His old inner life had at length come to an end and he was now to pass from it into he knew not what—perhaps a raw, cold air. And yet his feeling now was not so entirely one of despair as when he had that evening rung Ingram's bell. He seemed to have been stung out of his terrible apathy. The smart had stirred up his deadened nerves. He was trying to set in order the jumble that possessed his mind and to think clear and straight.

The vague figure of a scented woman reading his letter haunted him, and at moments Ingram was added to the picture, and he saw them uniting in mockery of him—prosaic, prosperous author, and strange, romantic serpent-woman!

Though that letter of five years before had been wrung from him, he had written it with but the vaguest idea of sending it. A romantic impulse had dictated its form as an appeal to a prominent novelist, and it was only when he had finished it that the same romantic impulse urged him to post it. His feeling about it was purely poetic, and he scarcely realised he was addressing a real, living person. The commercial world of literature was to him a mysterious, far-off chaos, and at very bottom he had no belief the letter would be the means of his getting nearer to it.

So far as he was concerned at the moment, he had sent his bolt flying into the clouds, and the contingency of its being shown about had never occurred to him; moreover, if Ingram had left his appeal unanswered, the fact he now resented so much would never have come within the sphere of his consciousness. But to become cognisant of it years later at a moment of despair humiliated him unbearably. The mere re-reading of the letter had already humiliated him, for the lapse of time, the change of circumstance, the literary degeneration of Ingram, and his very acquaintance with the man, had made him feel the words very differently than when they had come spontaneously out of his blood. His sense of their futility added to his resentment.

But as he now walked along he was beginning to be conscious that, side by side with this resentment, had come something fantastic, something luring, immanent in the far faintness of the scent that had perfumed his letter.

He found himself repeating Browning's lines with a sense of the thrill and romance of life.

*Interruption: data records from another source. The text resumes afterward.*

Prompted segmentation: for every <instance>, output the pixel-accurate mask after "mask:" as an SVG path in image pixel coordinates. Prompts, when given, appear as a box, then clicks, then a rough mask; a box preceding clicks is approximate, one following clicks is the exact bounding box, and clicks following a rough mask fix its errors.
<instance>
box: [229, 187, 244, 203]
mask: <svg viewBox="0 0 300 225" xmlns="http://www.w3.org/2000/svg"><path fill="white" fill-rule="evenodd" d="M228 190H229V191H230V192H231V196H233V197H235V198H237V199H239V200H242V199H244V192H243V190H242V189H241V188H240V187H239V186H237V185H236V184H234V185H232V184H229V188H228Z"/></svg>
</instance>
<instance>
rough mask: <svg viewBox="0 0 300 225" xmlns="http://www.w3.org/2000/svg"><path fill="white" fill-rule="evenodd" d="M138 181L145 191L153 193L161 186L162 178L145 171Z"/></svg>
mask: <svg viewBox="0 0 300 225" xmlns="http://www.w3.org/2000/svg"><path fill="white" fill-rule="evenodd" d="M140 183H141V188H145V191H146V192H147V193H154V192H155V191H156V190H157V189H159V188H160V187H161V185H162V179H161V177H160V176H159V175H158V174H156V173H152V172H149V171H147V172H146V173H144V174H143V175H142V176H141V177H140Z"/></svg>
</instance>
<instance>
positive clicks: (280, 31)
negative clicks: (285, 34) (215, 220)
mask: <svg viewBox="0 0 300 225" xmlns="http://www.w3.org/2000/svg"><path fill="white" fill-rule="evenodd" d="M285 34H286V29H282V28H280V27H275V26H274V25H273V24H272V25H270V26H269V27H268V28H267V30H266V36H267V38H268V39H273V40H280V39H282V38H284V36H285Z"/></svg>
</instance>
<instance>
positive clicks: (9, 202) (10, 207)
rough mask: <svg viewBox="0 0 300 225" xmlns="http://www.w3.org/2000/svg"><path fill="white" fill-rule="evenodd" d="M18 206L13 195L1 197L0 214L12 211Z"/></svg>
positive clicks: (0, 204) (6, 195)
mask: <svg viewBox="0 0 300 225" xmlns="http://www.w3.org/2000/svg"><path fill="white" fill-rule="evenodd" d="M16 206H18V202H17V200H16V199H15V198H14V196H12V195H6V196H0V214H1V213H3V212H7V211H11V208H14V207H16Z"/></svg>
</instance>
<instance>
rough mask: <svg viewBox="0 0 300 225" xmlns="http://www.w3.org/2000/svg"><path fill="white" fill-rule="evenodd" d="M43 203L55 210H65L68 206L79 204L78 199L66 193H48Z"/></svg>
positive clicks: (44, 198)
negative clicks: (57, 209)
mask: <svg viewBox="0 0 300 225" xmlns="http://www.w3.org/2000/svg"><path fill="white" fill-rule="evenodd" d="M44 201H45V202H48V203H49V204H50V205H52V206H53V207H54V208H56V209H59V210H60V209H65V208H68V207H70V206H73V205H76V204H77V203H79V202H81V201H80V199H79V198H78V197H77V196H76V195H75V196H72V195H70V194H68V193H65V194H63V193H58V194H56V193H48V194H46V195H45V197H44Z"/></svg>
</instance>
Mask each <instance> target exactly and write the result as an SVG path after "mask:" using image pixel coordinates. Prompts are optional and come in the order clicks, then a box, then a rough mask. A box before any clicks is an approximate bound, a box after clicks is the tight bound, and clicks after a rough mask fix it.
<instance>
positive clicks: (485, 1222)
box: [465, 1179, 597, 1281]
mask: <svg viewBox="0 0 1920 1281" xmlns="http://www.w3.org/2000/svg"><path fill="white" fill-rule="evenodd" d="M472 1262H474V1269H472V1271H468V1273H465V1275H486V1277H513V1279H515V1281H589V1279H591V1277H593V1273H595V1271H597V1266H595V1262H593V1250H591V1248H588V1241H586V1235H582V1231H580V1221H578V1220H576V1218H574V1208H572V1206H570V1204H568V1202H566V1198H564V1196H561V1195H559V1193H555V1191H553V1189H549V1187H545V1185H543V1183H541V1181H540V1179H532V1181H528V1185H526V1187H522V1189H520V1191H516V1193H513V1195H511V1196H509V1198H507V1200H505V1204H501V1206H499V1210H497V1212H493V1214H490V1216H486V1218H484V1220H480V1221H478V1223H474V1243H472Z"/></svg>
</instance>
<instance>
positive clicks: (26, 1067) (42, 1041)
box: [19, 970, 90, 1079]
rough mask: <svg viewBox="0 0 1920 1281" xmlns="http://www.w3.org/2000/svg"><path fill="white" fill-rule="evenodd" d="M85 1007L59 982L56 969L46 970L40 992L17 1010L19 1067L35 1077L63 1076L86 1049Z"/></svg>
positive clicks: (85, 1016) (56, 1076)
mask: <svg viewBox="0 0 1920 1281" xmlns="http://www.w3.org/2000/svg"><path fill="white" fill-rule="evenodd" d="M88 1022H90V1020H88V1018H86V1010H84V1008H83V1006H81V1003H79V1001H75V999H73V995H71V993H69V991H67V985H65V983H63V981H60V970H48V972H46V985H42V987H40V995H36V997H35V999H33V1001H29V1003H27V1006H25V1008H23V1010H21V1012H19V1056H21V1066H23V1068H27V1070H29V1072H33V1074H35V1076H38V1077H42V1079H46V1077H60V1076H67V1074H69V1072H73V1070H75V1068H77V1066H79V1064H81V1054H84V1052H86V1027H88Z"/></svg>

"Heap cassia, sandal-buds and stripes
Of labdanum, and aloe balls,
Smeared with dull nard an Indian wipes
From out her hair: such balsam falls
Down seaside mountain pedestals,
From treetops, where tired winds are fain,
Spent with the vast and howling main,
To treasure half their island-gain.
"And strew faint sweetness from some old
Egyptian's fine worm-eaten shroud,
Which breaks to dust when once unrolled;
Or shredded perfume, like a cloud
From closet long to quiet vowed,
With mothed and dropping arras hung,
Mouldering her lute and books among,
As when a queen, long dead, was young."

If his sense of overwhelming defeat made for despair, he was conscious of his nature being effectively appealed to from another direction. If he had that evening determined to throttle his ambition and write poetry no more, he seemed to have become aware of the stirring of a new motive for existence. But what it was he could not definitely tell himself.